While the expected expiration of the Act likely fed the 35 percent increased in short sale volume across the US over the past year, listings of short sales in San Francisco have dropped dramatically from the middle of 2011 when over 225 properties, 14 percent of all listings and the peak of activity in San Francisco, were being offered as short sales.
Currently, less than 20 properties are listed as short sales in San Francisco, 3 percent of all active listings.
∙ The Mortgage Forgiveness Debt Relief Act and Debt Cancellation [irs.gov]
i’ve paid my mortgage on time and in full for a decade. can i get some forgiveness?
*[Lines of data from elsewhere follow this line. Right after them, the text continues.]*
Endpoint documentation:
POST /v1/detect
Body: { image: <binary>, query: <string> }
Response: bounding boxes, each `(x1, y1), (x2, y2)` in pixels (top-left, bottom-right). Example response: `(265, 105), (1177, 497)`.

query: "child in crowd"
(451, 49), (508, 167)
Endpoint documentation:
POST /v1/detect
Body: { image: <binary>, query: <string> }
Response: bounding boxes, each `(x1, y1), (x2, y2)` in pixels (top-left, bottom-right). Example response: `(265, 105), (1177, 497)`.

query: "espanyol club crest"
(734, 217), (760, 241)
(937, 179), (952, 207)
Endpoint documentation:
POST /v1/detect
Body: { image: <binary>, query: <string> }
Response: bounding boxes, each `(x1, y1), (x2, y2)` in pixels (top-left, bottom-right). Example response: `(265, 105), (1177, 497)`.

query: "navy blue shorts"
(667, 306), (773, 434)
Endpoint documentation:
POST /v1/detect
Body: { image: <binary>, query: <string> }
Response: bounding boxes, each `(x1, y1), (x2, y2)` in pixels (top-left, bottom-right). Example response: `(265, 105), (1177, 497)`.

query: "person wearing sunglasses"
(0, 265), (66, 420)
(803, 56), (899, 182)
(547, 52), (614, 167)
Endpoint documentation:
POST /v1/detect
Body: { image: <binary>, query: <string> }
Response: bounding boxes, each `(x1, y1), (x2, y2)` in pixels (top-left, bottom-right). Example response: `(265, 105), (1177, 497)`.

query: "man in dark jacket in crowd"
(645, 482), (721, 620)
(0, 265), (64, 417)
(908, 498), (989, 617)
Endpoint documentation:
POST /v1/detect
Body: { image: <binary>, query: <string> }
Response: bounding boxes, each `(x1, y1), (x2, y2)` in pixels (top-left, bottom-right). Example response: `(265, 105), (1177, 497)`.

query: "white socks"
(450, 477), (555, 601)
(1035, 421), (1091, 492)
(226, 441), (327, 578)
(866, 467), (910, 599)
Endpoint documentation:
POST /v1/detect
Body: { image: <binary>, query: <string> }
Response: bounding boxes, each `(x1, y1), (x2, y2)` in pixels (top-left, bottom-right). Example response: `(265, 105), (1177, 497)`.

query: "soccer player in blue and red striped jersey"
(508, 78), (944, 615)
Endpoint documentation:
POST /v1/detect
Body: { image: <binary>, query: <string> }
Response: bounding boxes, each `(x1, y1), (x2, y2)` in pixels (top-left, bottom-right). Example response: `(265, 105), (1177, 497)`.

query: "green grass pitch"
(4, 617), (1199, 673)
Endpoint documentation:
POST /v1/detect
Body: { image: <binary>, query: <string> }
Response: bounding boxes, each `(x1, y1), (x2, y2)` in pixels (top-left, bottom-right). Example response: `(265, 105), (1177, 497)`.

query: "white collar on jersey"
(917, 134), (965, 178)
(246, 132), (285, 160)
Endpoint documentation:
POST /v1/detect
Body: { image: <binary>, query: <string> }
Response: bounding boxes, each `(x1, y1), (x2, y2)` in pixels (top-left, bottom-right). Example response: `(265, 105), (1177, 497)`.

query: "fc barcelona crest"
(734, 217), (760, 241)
you have Dang – in low interest rates. And low property taxes thanks to Prop 13. And if you’ve had it for 10 years you’ve got a sizeable gain and can sell it with the first $250k tax free if it is your principal residence. What else do you want – a toaster oven? Those who sold short or got foreclosed on WISH they were in your shoes. And wish they got the bailout that Wall St got. Short sales suck, they just suck slightly less than foreclosure.
Home “owners” are the largest welfare recipients in America. Bailouts, tax gifts, etc. etc.
khkk – EXACTLY.
how do i get my bailout? do i need to stop paying my mortgage for a month or more?
It’s a free market on the way up, but not on the way down. Same thing as WS.
People who overpaid but overextended often got a bailout (reduced principal or forgiveness through foreclosure). People who overpaid but could manage got cheap cheap rates.
Today in SF we’re seeing a rebirth of the 2002-2006 behavior: hysterical open houses, wild multiple overbids, cash offers with no contingency on dumps after less than a week.
There’s an economic recovery and SF fairs better than the rest thanks to a ton of cash waiting to be put to use. There’s still a bit of excess…
Dang – If you haven’t gotten your bailout yet (record low interest rates) then you’re doing it wrong and have only yourself to blame.
Smart homeowners are taking advantage of their bailout, which bailout you get just depends on if you are underwater or still have equity. Underwater? Default tax free. Have equity, refi to crazy low 30yr fixed interest rates.